Mostly stuck inside their hotel, really only leaving to watch the American men’s basketball team play, they’ve filled days with some video games and hotly contested Uno matches. Most of the NBA and WNBA players here spent time in a bubble last summer when their leagues finished their seasons.

This, Stewart said, is worse.

“I think we left the WNBA bubble like, ‘I’d rather not go into a bubble ever again.’ But, to be able to play basketball right now, that’s what we need to do to be safe, to play in a bubble,” Stewart said. “We were able to have a little bit more freedom with the WNBA. Here, we are not able to do that. It’s fine. We’re just happy that the Olympics are being held, that we’re able to be here in Tokyo. And this is a business trip.”

-TOKYO,JAPAN August 6, 2021: USA's Sylvia Fowles has her jersey grabbed.
U.S. center Sylvia Fowles has her jersey grabbed by Serbia’s Maja Skoric while pulling in a rebound during Friday’s game.
(Wally Skalij / Los Angeles Times)

Getting to the finish line hasn’t been easy, despite having undoubtedly the most talented team in the tournament. Bothered some by the Serbian’s physicality on offense, the U.S. defense was even less forgiving. The Serbs shot 33% from the field after being well under 30 for most of the game. Griner and the American bigs dominated inside. Griner finished with 15 points and 12 rebounds. Stewart also double-doubled with 12 points and 10 rebounds.

Bird hit a pair of threes and finished with eight points.
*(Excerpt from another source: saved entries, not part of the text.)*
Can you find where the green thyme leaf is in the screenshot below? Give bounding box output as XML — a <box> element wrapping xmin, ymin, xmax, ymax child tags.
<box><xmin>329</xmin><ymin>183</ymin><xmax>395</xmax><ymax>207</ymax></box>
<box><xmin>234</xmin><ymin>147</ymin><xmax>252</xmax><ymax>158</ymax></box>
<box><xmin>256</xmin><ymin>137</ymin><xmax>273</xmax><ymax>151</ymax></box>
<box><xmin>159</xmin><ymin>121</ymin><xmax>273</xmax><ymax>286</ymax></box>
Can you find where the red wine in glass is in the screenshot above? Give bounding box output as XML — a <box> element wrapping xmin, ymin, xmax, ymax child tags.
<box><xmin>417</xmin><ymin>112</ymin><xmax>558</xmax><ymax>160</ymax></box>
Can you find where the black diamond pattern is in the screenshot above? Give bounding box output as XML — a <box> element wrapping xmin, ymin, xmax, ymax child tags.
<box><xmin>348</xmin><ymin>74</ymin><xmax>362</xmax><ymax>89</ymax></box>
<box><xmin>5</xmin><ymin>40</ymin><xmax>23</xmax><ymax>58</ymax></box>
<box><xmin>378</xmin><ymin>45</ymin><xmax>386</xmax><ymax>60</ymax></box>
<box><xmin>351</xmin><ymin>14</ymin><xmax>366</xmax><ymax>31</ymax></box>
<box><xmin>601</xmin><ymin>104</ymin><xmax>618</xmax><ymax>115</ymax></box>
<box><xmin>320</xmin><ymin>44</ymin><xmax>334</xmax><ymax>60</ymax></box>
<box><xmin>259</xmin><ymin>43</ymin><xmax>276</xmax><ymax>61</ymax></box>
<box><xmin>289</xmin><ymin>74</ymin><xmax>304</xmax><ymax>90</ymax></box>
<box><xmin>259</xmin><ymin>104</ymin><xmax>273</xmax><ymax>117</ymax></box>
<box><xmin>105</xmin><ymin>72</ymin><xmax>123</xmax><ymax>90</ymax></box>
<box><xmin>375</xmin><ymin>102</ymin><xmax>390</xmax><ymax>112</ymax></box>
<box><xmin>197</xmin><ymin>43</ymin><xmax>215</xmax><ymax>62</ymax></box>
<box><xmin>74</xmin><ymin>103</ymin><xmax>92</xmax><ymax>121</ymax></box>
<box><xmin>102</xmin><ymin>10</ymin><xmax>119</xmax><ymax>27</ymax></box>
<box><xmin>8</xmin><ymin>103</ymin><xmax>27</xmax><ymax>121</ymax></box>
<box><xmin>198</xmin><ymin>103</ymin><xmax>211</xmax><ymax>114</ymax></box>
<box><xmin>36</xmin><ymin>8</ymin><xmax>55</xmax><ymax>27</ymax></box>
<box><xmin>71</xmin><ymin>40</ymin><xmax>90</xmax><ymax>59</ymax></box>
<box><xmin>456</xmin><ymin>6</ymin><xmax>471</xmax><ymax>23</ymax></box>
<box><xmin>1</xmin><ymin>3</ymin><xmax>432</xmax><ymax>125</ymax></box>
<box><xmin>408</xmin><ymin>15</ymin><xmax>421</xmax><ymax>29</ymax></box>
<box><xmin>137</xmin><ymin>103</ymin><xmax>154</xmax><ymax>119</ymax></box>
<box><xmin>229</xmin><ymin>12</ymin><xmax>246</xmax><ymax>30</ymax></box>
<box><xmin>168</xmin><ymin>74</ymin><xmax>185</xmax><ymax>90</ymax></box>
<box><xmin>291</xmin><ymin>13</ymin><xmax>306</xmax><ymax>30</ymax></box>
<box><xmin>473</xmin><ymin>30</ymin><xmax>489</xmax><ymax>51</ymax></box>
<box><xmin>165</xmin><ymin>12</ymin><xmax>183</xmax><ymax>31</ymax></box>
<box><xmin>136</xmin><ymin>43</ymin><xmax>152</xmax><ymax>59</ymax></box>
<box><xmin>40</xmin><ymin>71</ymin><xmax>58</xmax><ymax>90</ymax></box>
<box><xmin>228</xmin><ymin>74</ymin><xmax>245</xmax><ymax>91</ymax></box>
Taurasi grimaced in pain throughout the game and only played 12:30. American coach Dawn Staley thought Taurasi would be ready for Sunday’s final, the end of their Olympic journey.

“I think everybody here wants to win gold for them, for us, for everybody that started this streak,” Griner said.

But it’s also important to lock in on the present, to shake the burden of upholding the program’s legacy and focus solely on 40 minutes of basketball.

“We talked … about enjoying the moment,” Stewart said. “I think that right now, that there’s so much pressure knowing that it’s seven straight [golds] and things like that, that you kind of get lost in what’s actually happening and enjoying being at the Olympics, on the court, competing every single day. And I think we did that.”

Across the court, that’s exactly what the Americans saw Dugalic do, playing with tons of pent-up energy after watching the Olympics from the sidelines. She chased down every loose ball, leading her team with 10 rebounds.

She scored twice, both times thanks to running the court and beating the WNBA stars to the basket. During her 22 minutes on the court, the Serbians were three points better than the Americans.

Following the Olympics, Dugalic will get to UCLA and settle in after transferring from Oregon. She’s excited but first her team will play in the bronze medal game Saturday, a perfect way to cap the rapid realization of so many dreams.

“This, this was a once-in-a-lifetime experience,” she said. “Hopefully there will be more.”

If the U.S. can win again, they’ll get to celebrate Bird and Taurasi’s last dance as once-in-a-lifetime Olympians, the perfect intersection of past achievement with present glory.

“We celebrate our wins, and we turn the page and we look forward to the next time that we compete,” Staley said. “But I know it’s gonna be pretty special. I know, they’re probably just reserving [that emotion] for that moment of actually winning their fifth gold medal and our seventh straight.”